It’s time for switches B……

The included switches are Akko’s recently released Piano Switches. These are linear switches that operate very smoothly. They have a slightly higher pitch or “clack”. They come well tuned from the factory and I have seen no need to lube them myself. This is also nice with a complete plate. I personally prefer to type with the cream yellows. these feel just a bit more smooth. So many people, so many wishes. Fortunately, there is a lot of choice when it comes to switches.

You can see the dip switch here
The Piano switches are pre-lubed and have a dust-proof stem
Lovely, aren’t they?

Ninja Keycaps

The keycaps that come with the M1W SP are of the so-called stealth type. The fonts are on the front instead of on top. Normally they are not visible, but if you turn on the RGB lighting, they come to life thanks to a small cut-out. There is no glow through the switches, which makes the whole look neat. The encoder does not transmit light. This feels sturdy and has a slightly different interior than the regular M1. It should be a bit more stable, although I’ve never had any problems with the regular M1. They are also interchangeable with each other. If you want to use some other keycaps you can take a look at the collection from Akko here.

Almost invisible
Until the lights come on

Wireless connectivity

The big difference with the regular M1 is of course the wireless functionality. The past few days I have used the 2.4ghz connection through the supplied dongle. I experienced no problems and enjoyed the extra space on my desk.
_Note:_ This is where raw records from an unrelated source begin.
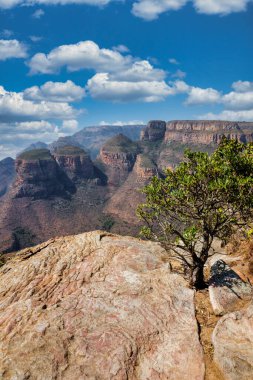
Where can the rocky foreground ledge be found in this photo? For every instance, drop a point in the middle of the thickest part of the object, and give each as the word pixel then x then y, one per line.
pixel 96 306
pixel 102 306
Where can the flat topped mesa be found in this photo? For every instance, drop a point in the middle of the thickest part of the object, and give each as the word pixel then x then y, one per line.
pixel 39 176
pixel 154 131
pixel 118 157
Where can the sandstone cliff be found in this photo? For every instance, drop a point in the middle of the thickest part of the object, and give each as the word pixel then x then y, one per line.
pixel 96 306
pixel 118 157
pixel 7 174
pixel 207 132
pixel 154 131
pixel 39 176
pixel 75 162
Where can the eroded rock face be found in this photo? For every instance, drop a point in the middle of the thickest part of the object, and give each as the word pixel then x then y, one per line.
pixel 118 157
pixel 154 131
pixel 207 132
pixel 7 174
pixel 233 345
pixel 96 306
pixel 40 178
pixel 228 292
pixel 75 162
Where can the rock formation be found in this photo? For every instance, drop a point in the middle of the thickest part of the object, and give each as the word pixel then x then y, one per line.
pixel 233 345
pixel 228 292
pixel 154 131
pixel 75 162
pixel 118 157
pixel 96 306
pixel 39 176
pixel 207 132
pixel 7 174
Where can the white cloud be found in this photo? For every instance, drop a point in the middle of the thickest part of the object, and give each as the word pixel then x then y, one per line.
pixel 102 86
pixel 83 55
pixel 16 136
pixel 140 71
pixel 151 9
pixel 12 49
pixel 173 61
pixel 5 4
pixel 6 33
pixel 203 96
pixel 13 107
pixel 55 92
pixel 179 74
pixel 121 49
pixel 38 14
pixel 242 86
pixel 120 123
pixel 221 7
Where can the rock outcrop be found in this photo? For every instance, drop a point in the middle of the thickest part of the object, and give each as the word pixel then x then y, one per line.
pixel 228 292
pixel 39 176
pixel 118 157
pixel 7 174
pixel 75 162
pixel 96 306
pixel 154 131
pixel 233 345
pixel 207 132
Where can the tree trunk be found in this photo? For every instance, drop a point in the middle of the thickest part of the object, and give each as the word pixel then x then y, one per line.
pixel 197 277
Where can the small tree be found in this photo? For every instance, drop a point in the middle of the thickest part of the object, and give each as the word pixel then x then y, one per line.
pixel 205 197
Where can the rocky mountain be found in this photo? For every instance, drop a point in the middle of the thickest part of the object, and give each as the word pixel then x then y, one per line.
pixel 7 174
pixel 93 138
pixel 63 191
pixel 103 306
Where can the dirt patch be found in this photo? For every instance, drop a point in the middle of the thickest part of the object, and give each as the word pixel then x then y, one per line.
pixel 207 322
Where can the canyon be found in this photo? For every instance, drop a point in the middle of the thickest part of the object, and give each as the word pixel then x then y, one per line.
pixel 62 189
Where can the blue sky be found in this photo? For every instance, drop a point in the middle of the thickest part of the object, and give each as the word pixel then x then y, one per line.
pixel 67 65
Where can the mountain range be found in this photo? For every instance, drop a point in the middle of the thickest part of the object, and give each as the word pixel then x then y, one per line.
pixel 92 180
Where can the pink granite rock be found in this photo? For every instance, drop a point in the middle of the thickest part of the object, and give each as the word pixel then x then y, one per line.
pixel 96 306
pixel 233 345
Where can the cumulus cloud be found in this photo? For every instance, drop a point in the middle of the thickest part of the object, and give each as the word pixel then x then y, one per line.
pixel 38 14
pixel 151 9
pixel 14 107
pixel 120 123
pixel 118 77
pixel 102 86
pixel 83 55
pixel 5 4
pixel 203 96
pixel 55 92
pixel 12 49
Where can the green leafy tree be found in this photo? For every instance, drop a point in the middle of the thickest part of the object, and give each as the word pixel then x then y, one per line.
pixel 204 198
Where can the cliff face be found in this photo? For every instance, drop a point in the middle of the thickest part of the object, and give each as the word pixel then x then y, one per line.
pixel 154 131
pixel 7 174
pixel 207 132
pixel 118 157
pixel 75 162
pixel 39 176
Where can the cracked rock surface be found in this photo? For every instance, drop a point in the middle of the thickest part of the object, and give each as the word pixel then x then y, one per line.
pixel 96 306
pixel 233 345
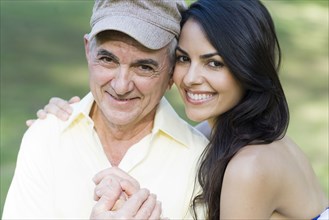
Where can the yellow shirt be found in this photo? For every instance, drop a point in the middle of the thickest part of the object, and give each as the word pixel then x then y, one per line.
pixel 57 161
I was also curious if there wouldn’t be any problems with the signal between the keyboard and my wireless mouse (Logitech). I had seen a single user write about this online but I did not experience any problem with this. The connection with bluetooth also worked without problems. You connect the device by holding down the FN button in combination with the E R or T key. When it starts flashing you enter pairing mode. the next time you switch to the desired device by short pressing FN together with one of these buttons. The 2.4Ghz is the most stable connection after USB-C. Working with the wireless connection is excellent, just like casual gaming. However, if you want to play competitively in shooters, for example, the USB-C connection is of course recommended if you want the best possible connection.


Unlike the regular M1, the M1W SP version does not come with QMK/VIA support. Instead, a proprietary suite is available called Monsgeek Driver. The interface is simply designed and offers various options to personalize the keyboard. For example, it is possible to move keys, create macros and FN layers and adjust the lighting. It is also possible to import custom profiles from other users. However, the encoder cannot be adjusted in terms of functionality. This controls volume or the intensity of the lighting.

Monsgeek driver

Verdict of the Monsgeek M1W SP

The M1W ISO is an excellent variation on the standard M1. However, in addition to advantages, there are also potential disadvantages. This mainly depends on your own wishes / requirements. The wireless convenience is of course a big plus. The fact that both a 2.4Ghz and 3 different Bluetooth connections are possible is a big plus. In addition, the wired option will of course still be present.
Small quality of life improvements such as the improved Teflon stickers with cutouts for the screw holes, better material for the included optional sound-reducing mat and the improved encoder are welcome. The lack of VIA support can be a drawback for people who tweak their keyboard to their own liking. For many people, however, the included software will be sufficient. I do miss the integration of a key tester in the software.

The model I tested is the ISO version. I could easily get used to this layout. Although we in the Netherlands are mainly used to ANSI, this is not the case in other parts of Europe. Logitech also supplies mainly in the ISO layout in the Benelux, so there are quite a few people who prefer this layout. This kit is ideal for people who want to get started right away. The keyboard comes with good, smooth switches that don’t need work and high-quality keycaps in a stealthy look.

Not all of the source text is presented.